The Fine Art of Balance - Dealing With Desires. Print E-mail

So there you are, on your yoga mat -in Ardho Mukha Svanasana - the downward facing dog part of the day. Head down, tail up, feet and hands pressed toward the earth -  arms getting tired? (yes), spine long? (maybe), is the breath released and easeful perhaps?(ehh, well - sometimes), heels down onto the floor? (NO -  Arggghhh!) 

While the exact scene may not describe you, the general sentiment and experience is or has been familiar to most yogis at some point of their practice. Unfulfilled desires leading to frustrations, ones that are repeated in our lives day in and day out in many small and larger ways. Desire - it drives our lives, sets the agenda and decides the outcome. Some people will never be able to fully press their heels to the floor in Downward facing dog - bone structure will prevent that, and ultimately it doesn't matter anyway.

Work on the mat is a fine art between effort and surrender, energizing and releasing, just as it is in our daily life. Asana allows us to tune our body and minds to recognize when to act and when to just 'be'. Ego has other ideas and often wants to push, wants to experience energy, action, stretch and feel the rush of moving fluidly from pose to pose or sensation to sensation. Or it desperately pushes us to compare ourselves to a picture in a book - we tell ourselves that then and only then can we be happy with ourselves or our practice when we attain the experience of this or that particular asana. Upon reflection we often find that these moments have been happening due to desire, desire to repeat a previous enjoyable experience or desire to suppress something which made us feel bad or uncomfortable. Desire of itself is not a bad thing - in fact it is necessary to live and experience life. We desire to live, to form relationships, have sex and children (we all exist because of that one desire), help others and to grow within ourselves. Desire in one form or another drives the universe- it is pure potential seeking expression. When we get attached to our desires because we fear the opposite is when things start getting lop-sided, out of balance. We may have the desire but it is how we deal with that desire and whether we act upon it which is most telling. Not all desires are created equal - the problem being that it is so difficult to discern those that can further your growth from those that are neutral or that enmesh you more and more in confusion, conflict, or pain - the ones that simply arise from past habit. Yoga can help us realize how this works within ourselves and can offer practices to smooth things out -the tools of asana and meditation are but two.

To put it one way, Yoga in essence is about achieving balance, a form of unity. The key to fulfillment in the asanas is to let the poses be a vehicle, a tool to strengthen and transform the vessel that you've been given in this lifetime; to balance it, to calm and control it so that you can hold more energy and more light - so that there's more room for You inside. The balance poses can help us understand the major and subtle shifts required to maintain ourselves, this leads to focus and centering within where calmness reigns and calmness in turn leads to clearer understanding to enable us to manifest balanced outcomes.
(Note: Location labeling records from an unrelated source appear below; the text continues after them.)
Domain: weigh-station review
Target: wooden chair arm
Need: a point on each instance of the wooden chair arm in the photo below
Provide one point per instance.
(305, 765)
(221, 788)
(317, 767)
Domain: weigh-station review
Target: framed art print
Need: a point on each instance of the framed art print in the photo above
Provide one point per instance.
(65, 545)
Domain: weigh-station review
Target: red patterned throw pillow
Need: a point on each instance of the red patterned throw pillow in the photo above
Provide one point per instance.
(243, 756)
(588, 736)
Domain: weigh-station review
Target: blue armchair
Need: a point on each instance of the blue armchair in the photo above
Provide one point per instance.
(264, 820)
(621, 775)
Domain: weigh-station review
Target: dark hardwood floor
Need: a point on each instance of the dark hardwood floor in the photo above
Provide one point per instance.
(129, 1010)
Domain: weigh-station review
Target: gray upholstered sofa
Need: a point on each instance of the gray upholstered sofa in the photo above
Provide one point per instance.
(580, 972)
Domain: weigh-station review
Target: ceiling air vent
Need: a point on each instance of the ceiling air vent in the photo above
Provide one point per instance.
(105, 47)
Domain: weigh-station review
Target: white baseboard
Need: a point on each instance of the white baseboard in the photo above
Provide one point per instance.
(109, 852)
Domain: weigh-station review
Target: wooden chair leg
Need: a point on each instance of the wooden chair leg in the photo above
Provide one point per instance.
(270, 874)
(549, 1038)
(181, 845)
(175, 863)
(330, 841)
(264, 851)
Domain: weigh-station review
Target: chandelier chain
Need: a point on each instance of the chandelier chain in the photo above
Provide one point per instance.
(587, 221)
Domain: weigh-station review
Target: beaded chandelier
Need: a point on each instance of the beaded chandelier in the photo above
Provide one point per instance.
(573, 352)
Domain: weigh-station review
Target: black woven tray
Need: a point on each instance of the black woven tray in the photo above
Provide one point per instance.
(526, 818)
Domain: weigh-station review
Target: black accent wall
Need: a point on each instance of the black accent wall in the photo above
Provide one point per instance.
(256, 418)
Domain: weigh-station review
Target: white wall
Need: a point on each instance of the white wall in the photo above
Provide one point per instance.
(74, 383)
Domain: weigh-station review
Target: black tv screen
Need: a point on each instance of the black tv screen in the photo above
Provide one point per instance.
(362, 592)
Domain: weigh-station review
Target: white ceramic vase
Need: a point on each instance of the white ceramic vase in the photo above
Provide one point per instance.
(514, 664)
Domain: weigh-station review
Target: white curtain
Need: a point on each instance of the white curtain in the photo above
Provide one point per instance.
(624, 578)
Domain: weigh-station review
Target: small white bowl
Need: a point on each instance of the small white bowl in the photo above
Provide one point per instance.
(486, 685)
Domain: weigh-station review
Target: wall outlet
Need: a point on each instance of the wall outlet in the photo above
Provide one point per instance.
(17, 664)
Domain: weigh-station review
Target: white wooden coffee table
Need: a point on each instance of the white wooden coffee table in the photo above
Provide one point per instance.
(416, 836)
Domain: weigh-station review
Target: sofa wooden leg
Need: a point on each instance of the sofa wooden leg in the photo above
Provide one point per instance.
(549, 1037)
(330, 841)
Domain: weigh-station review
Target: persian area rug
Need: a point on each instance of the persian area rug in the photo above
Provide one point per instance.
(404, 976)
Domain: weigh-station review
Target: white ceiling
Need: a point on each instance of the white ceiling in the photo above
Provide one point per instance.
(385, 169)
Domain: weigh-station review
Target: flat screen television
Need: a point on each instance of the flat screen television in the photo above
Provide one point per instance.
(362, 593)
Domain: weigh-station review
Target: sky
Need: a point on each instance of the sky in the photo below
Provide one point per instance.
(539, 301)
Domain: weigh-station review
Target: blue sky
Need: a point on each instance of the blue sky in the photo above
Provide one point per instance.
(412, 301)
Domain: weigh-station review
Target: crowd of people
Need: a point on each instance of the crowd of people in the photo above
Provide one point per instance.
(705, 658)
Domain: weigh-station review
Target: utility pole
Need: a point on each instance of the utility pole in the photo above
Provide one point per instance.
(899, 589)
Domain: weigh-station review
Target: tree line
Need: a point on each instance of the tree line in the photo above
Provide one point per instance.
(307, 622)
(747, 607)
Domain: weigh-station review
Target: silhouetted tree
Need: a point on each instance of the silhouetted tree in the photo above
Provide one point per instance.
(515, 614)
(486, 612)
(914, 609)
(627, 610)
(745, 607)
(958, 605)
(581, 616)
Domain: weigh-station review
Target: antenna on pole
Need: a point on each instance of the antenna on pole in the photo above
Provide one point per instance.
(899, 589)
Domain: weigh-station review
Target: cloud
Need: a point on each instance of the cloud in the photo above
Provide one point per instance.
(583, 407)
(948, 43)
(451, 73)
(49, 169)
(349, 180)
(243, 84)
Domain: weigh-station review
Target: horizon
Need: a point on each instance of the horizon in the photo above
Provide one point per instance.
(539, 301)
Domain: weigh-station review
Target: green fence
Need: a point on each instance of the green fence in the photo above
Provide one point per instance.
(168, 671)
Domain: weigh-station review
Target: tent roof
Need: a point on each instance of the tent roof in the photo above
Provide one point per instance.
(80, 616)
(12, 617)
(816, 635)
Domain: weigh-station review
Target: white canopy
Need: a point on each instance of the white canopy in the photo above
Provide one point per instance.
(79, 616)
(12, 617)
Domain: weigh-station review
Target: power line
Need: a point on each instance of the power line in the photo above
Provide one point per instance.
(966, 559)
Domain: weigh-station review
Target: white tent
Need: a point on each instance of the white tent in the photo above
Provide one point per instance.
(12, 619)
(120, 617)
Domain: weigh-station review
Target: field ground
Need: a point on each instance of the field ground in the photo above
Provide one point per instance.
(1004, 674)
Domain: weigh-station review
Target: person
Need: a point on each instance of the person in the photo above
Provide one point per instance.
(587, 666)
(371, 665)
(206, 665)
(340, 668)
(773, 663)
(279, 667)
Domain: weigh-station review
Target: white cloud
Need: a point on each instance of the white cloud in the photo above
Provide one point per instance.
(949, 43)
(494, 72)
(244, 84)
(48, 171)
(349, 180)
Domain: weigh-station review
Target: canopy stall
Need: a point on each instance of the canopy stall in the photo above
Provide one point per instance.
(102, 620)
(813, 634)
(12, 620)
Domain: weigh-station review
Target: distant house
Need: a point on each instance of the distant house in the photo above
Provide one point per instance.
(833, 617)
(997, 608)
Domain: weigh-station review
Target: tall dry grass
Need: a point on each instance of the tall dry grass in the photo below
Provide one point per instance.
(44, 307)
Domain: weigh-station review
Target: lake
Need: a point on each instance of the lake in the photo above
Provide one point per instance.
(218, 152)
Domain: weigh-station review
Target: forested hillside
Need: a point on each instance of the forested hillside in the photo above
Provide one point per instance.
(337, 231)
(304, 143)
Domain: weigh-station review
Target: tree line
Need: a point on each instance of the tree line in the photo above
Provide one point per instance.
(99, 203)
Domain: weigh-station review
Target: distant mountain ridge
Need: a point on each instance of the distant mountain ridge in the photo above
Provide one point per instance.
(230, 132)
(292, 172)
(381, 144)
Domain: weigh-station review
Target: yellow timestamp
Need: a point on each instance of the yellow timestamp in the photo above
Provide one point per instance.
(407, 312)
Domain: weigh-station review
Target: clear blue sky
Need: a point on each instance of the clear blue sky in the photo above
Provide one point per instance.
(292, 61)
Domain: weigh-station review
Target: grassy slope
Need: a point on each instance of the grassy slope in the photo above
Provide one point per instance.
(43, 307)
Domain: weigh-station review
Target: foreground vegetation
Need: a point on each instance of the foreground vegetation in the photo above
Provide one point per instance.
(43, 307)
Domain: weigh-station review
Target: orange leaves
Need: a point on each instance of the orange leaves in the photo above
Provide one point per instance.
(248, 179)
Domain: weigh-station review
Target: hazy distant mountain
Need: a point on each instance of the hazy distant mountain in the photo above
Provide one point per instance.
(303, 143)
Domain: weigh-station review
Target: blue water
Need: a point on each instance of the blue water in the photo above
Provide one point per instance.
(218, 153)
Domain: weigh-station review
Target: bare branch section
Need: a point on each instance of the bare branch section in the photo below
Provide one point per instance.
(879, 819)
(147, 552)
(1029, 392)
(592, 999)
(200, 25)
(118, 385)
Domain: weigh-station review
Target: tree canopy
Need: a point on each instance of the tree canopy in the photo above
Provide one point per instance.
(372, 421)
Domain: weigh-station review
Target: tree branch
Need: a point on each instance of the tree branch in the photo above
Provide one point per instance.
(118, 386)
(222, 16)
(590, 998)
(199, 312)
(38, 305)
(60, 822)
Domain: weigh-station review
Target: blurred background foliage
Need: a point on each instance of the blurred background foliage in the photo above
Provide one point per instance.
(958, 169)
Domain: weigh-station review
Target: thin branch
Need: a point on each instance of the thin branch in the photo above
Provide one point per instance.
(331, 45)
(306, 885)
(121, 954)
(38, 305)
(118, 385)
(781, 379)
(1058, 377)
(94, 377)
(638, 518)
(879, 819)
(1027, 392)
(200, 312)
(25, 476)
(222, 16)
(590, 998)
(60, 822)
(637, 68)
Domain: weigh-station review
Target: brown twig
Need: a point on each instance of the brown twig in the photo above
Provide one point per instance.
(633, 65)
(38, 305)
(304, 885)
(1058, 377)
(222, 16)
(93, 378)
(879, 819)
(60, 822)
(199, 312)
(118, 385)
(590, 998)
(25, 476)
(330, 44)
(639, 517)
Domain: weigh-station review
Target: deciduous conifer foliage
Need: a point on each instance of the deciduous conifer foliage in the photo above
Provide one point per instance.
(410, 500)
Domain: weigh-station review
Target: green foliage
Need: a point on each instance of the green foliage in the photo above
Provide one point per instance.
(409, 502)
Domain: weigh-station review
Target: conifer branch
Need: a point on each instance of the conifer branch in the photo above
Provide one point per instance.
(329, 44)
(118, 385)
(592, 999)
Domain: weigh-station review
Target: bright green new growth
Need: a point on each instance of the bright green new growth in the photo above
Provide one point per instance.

One simple way the yoga student can work with this is in Tadasana, the easily accessible, quiet, standing pose of return. It is referred to in contemporary yoga as 'Mountain Pose'. Mountains certainly are solid, steady and stable but in Sanskrit 'tad' translates to 'therefore' or 'so', 'tadaa' means 'at that time' or 'then'. This brings in a temporal aspect to the asana - a 'nowness' of balance, acceptance and pure experience of what is. In the Ashtanga system of Patabhi Jois, Tadasana is called 'Samasthiti' -  'sama' means 'equal' or 'same', so the asana is also 'equal standing', denoting balance. This pose in essence can be practiced anywhere you are standing - all aspects of balance, release, surrender and 'being' come into play - sensitivity develops within and beyond yourself leading to contentment and equanimity. When in balance anywhere we find the perfect relationship between opposing energies, feeling whole and complete.

From here, these feelings can be further developed through practices of meditation.  According to the
Bhagavad Gita (part of the Mahabharata epic poem -around 300 BC), the highest reason for practicing yoga is spiritual discrimination- the ability to 'sort things out'. The Gita stresses meditative practices as the only real means to understand the Self. In the classical context, yoga has nothing to do with physical fitness. As mentioned above, Yoga is a means of purification and strengthening, a way to separate awareness from the fluctuations of the body-mind (Patanjali), gradually allowing you to see your reactive tendencies and bring them under conscious control. Anyone who has found a form of meditation that works for them and consistently practices it for some time will tell you that eventually your clarity and ease will spontaneously increase; life naturally changes for the better; things, habits, and ideas that were less than constructive fall away from your life, often without effort. More and more, what we want comes in accordance with what the soul is whispering.  Desires may come and go, however we begin to see where they spring from and either accept or reject them without attachment. True Balance can come into our lives.